Where high availability handles routine failures, disaster recovery (DR) plans for major events — a region outage, data corruption, ransomware. Two metrics define your target:
- RTO (Recovery Time Objective) — how fast you must be back up
- RPO (Recovery Point Objective) — how much data loss is acceptable (the backup/replication gap)
DR strategies trade cost against RTO/RPO:
- Backup & restore — cheapest, slowest (hours)
- Pilot light — minimal standby, scaled up on disaster
- Warm standby — scaled-down running copy
- Multi-site active/active — near-zero RTO/RPO, most expensive
The non-negotiable rule: test your DR plan and your restores.
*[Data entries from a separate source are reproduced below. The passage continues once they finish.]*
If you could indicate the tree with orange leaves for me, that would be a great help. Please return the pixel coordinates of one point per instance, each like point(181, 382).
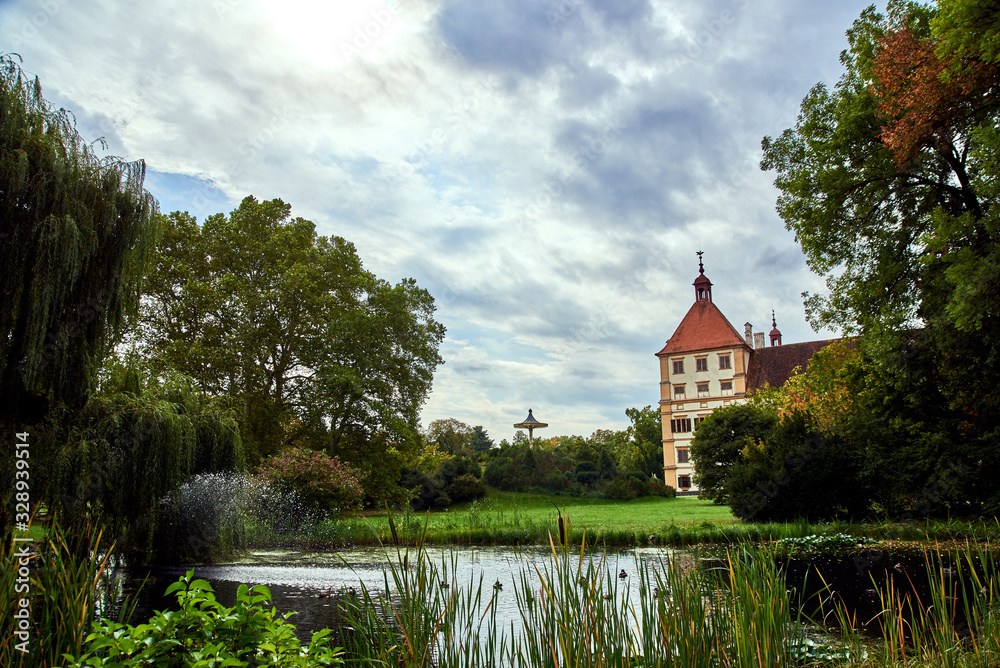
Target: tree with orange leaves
point(890, 181)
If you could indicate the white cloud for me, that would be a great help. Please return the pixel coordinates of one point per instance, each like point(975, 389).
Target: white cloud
point(468, 145)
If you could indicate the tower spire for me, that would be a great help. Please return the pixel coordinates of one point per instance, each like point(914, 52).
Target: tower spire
point(702, 286)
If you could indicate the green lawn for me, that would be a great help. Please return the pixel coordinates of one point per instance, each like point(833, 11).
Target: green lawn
point(511, 518)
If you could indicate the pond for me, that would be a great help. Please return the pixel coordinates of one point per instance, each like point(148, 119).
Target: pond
point(310, 583)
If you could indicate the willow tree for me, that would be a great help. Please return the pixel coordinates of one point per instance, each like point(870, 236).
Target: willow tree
point(890, 181)
point(310, 347)
point(75, 231)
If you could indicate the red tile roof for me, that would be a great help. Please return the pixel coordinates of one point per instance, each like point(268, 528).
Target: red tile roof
point(771, 367)
point(703, 328)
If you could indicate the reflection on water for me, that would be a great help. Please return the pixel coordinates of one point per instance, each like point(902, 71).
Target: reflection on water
point(308, 583)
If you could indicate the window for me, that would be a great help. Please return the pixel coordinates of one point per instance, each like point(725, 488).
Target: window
point(680, 425)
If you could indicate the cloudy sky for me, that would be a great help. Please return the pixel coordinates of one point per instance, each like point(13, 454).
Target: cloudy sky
point(546, 169)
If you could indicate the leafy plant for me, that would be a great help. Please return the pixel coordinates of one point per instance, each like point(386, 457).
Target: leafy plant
point(319, 479)
point(204, 633)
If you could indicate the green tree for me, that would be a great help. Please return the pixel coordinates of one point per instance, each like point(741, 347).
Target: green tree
point(311, 347)
point(795, 472)
point(883, 218)
point(889, 182)
point(718, 445)
point(644, 450)
point(481, 441)
point(75, 232)
point(451, 435)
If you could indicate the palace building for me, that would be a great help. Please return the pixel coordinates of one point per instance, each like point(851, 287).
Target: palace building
point(708, 364)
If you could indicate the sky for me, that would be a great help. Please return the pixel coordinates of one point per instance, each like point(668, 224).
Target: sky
point(546, 169)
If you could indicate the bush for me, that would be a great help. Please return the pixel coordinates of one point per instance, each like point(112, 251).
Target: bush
point(318, 479)
point(656, 487)
point(425, 489)
point(205, 633)
point(620, 489)
point(466, 488)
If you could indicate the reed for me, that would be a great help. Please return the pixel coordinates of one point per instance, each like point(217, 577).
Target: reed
point(64, 585)
point(574, 611)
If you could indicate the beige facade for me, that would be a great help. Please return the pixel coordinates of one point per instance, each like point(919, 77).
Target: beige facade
point(703, 366)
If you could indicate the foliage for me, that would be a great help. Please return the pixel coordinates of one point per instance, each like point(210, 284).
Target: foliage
point(313, 348)
point(451, 435)
point(890, 183)
point(878, 231)
point(643, 451)
point(76, 230)
point(112, 462)
point(481, 441)
point(466, 488)
point(719, 442)
point(317, 478)
point(61, 583)
point(795, 472)
point(205, 633)
point(456, 479)
point(75, 233)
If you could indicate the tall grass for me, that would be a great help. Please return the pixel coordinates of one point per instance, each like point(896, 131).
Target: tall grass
point(576, 611)
point(956, 625)
point(64, 584)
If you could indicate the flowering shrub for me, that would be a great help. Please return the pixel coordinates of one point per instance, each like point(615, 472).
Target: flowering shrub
point(316, 477)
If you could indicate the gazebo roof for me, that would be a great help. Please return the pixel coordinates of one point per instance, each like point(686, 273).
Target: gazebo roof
point(530, 422)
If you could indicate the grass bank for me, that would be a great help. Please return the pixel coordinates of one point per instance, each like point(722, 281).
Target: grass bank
point(509, 518)
point(740, 612)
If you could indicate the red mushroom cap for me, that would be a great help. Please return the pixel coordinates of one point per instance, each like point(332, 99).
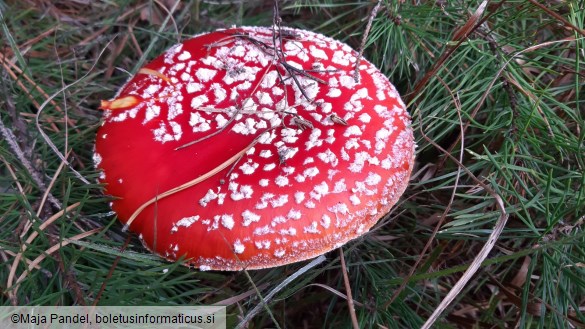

Untested backups fail exactly when you need them.
RTO/RPO drives the strategy:
RTO 24h, RPO 24h → nightly backup & restore (cheap)
RTO 1h, RPO 5min → warm standby + frequent replication
RTO ~0, RPO ~0 → active/active multi-region (costly)
Always: backups in a separate region/account, immutable, and restore-tested. - Define RTO and RPO and how they differ.
- Match a strategy (backup, pilot light, warm standby, active/active) to an RTO/RPO.
- Explain why backups must be tested and stored separately.
- How does DR differ from high availability?
Cheat Sheet▾
| Term / strategy | Detail |
|---|---|
| RTO | How fast you recover |
| RPO | How much data loss is OK |
| Backup & restore | Cheap, slow |
| Pilot light | Minimal standby |
| Warm standby | Scaled-down running copy |
| Active/active | Near-zero RTO/RPO, costly |
| Test restores | Non-negotiable |
Common Interview Questions▾
What's the difference between RTO and RPO?
RTO is the maximum acceptable time to restore service after a disaster; RPO is the maximum acceptable data loss, set by how recent your last recoverable backup is.
How does disaster recovery differ from high availability?
HA keeps a system running through routine failures with redundancy; DR is the plan to recover from a major event (region loss, corruption) and is measured by RTO/RPO.
Why must backups be tested?
Because untested backups frequently turn out to be incomplete or unrestorable — discovered only during a real disaster. Regular restore drills prove they work.